W przyszłym tygodniu Rada Polityki Pieniężnej podejmie decyzję na temat wysokości stóp procentowych. Nie jest to łatwe zadanie. Na początku września Dariusz Filar, członek RPP, wypowiadał się za podjęciem jak najszybszej decyzji o podwyższeniu stóp. Swoje stanowisko argumentował największym od siedmiu lat wzrostem inflacji, która w ubiegłym miesiącu wyniosła 4,8%. Dynamika płac jest nadal wysoka (9,7% w sierpniu), ale jednak niższa niż w miesiącu poprzednim. Dariusz Filar dodaje, że za podwyższeniem stóp przemawia fakt, że nasza gospodarka ciągle rozwija się w bardzo szybkim tempie. PKB w II kwartale wzrósł o 5,8% (więcej niż oczekiwano). Koronnym argumentem dla „jastrzębi” (członkowie Rady głosujący za podwyżkami) może być deklaracja Premiera Donalda Tuska o chęci wejścia Polski do strefy euro w 2011 r. Wizja szybkiego znalezienia się wśród krajów posiadających wspólną walutę będzie wymagała od Rady bardziej radykalnej walki z inflacją. Gdyby tak się stało, to według przewidywań niektórych analityków, stopy mogłyby wzrosnąć w tym roku jeszcze dwukrotnie. Przeciętne oprocentowanie kredytów złotowych wyniosłoby wtedy ok. 8,1% (WIBOR 7% + 1,1% marży). Średnia rata kredytu w wysokości 300 000 zł zaciągniętego na 30 lat wzrosłaby o ok. 100 zł (do 2221 zł). Polska, chcąc przyjąć wspólną walutę, musi spełnić kryteria z Maastricht, a jedno z nich dotyczy właśnie inflacji (nie może być ona wyższa niż 1,5 pkt. proc. od średniej stopy inflacji w trzech krajach UE, w których była ona najniższa). Zdaniem innego członka RPP, Mariana Nogi, obecny poziom stóp jest zbyt niski, by sprowadzić inflację do celu w połowie 2010 r.
Z drugiej strony należy spojrzeć na czynniki, które silnie wpływają na poziom inflacji – ceny surowców (przede wszystkim ropy) oraz żywności. Na światowych rynkach obserwujemy ich wyraźny spadek. Jeszcze w połowie lipca cena „czarnego złota” oscylowała wokół 140 USD za baryłkę. Dzisiaj jest to już tylko 90 dolarów.

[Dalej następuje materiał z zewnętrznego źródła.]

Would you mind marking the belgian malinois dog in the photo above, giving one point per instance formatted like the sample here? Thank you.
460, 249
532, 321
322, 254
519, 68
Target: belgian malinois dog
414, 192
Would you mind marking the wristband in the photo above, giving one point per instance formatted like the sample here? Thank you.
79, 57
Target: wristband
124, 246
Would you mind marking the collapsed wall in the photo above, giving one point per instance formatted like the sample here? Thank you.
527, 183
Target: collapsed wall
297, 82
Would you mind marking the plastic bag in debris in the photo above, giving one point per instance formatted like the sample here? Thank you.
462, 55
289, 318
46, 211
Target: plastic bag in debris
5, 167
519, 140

Decyzja Rady uzależniona będzie również od tego, co będzie się działo ze wzrostem gospodarczym w Eurolandzie. Gospodarka w strefie euro skurczyła się w II kw. br. o 0,02%, licząc kwartał do kwartału. Z taką sytuacją mamy do czynienia po raz pierwszy od wprowadzenia wspólnej waluty. Europejski Bank Centralny na ostatnim posiedzeniu utrzymał obecny poziom stóp (4,25%), podobnie uczynił amerykański Fed (2%). RPP weźmie to zapewne również pod uwagę.
RPP stoi przed trudną decyzją. Wiele zmieniło się przez miesiąc, który upłynął od jej ostatniego spotkania. Za decyzją o podwyższeniu stóp przemawia zaskakująca deklaracja Premiera. Przeciw – spadek cen surowców i żywności. Co postanowi Rada, dowiemy się już wkrótce.